“Now like many others, this land had been conquered by the Great Khagan, and the people owed him tribute.…”
She told a story, Temur realized with a smile, that he almost knew—and knew as history. In listening to it, he forgot for a little the cold fear that wanted to creep in and numb his limbs. The woman she described, who through trickery had saved her land from a bandit prince and her mother’s machinations towards rebellion, was Temur’s kin, for she had married his uncle Toghrul, and with Toghrul defended the borders of the Khaganate with great success. If his memory served him, her name was Nilufer, and unless news had missed him, she was still alive somewhere to the west in her holdfast called Stone Steading, in the foothills of the Steles, where she had reigned since long before Temur was born.
The wall under his hand had been smoothed by many hands before. The light was good, and even if they had had no light at all, there would be no great difficulty in walking; the floor was polished smooth—to ease finding one’s way in the dark, Temur thought, should one, in fleeing for one’s life, neglect a torch or lantern.
Eventually, Samarkar finished her story. Everyone—even the Cho-tse—breathed more easily. Wizard, Temur thought, with a fondness it would have been foolish to express openly. They were allies of convenience, he knew, and she of as royal and devious a line as he. They could never truly be friends when their houses were at war.
Could they?
After the story, they walked in calm quiet for a little while longer, until the tunnel began to slope up. Payma said, quietly, so Temur knew it had been gnawing at her for a good while, “Where will I go from here?”

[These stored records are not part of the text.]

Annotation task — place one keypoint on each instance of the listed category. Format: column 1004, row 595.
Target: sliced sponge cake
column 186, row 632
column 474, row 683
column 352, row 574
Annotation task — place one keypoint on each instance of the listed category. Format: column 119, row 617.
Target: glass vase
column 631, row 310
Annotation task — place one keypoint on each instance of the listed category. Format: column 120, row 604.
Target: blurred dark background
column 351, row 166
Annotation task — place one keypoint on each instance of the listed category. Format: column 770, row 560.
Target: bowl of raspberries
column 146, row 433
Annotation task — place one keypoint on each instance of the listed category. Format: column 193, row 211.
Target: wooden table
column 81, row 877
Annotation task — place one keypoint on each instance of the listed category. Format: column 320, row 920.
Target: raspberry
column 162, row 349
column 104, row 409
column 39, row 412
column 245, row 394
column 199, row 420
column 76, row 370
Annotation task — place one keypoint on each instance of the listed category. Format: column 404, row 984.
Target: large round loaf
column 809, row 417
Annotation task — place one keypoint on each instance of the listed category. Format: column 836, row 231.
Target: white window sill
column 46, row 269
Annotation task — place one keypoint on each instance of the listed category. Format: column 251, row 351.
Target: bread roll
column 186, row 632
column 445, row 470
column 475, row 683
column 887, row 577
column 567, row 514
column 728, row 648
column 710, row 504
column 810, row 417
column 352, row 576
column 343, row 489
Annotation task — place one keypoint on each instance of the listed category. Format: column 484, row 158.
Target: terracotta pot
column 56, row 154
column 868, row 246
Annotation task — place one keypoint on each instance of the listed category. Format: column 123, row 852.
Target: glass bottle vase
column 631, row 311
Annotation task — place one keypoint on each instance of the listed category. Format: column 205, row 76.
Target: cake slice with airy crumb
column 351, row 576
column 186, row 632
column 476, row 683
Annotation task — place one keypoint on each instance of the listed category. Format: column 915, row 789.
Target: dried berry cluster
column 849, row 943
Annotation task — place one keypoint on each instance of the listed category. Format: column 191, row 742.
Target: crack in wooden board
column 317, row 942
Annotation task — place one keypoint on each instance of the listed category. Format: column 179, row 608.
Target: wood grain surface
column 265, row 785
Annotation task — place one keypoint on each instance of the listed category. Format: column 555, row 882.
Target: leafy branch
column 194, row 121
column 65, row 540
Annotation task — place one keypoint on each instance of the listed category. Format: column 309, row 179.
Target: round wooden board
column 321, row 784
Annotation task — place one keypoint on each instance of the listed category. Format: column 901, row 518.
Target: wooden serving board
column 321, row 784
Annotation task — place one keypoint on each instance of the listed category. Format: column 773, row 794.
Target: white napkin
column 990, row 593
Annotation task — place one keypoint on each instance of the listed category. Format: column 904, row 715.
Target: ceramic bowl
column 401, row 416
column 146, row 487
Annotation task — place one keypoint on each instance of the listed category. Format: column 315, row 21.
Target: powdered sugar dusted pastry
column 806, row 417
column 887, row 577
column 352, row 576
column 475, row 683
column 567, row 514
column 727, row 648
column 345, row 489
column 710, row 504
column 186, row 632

“To the Citadel, first,” Samarkar said. She must have been thinking on the same lines, because the answer came naturally. “But we will not be able to linger there. Yongten-la will not allow even the bstangpo to drag a wizard from the Citadel, but if we are so unfortunate as to be trapped there … we will never leave.”
Temur bit his lip. This was where he should speak. The secret of his birth weighed on him suddenly, when before, keeping it to himself had only been a matter of modeling the life he intended to adopt. He had never felt Qulan’s passion to become Khagan, or even Khan.
“I will return to the west,” Hrahima said, and Temur’s courage failed him. “You may accompany me. Whether your monkey-king will fight or no, I assure you, there are those who will not turn away able assistance in the coming war.”
“Into exile,” Samarkar said bitterly. Her voice held so much experience that Temur understood instantly that this would not be her first such journey. “Well, better that than burning.”
“Don’t say it,” Payma begged. Temur felt a spike of pity for her, and by extension for every woman murdered in games of power where she was awarded no control. But perhaps that wasn’t fair to the women: His mother might have been traded away as a spoil of war, but she had risen high in his father’s councils and consideration, and certainly the Great Khagan had never scrupled to ask his mother’s advice.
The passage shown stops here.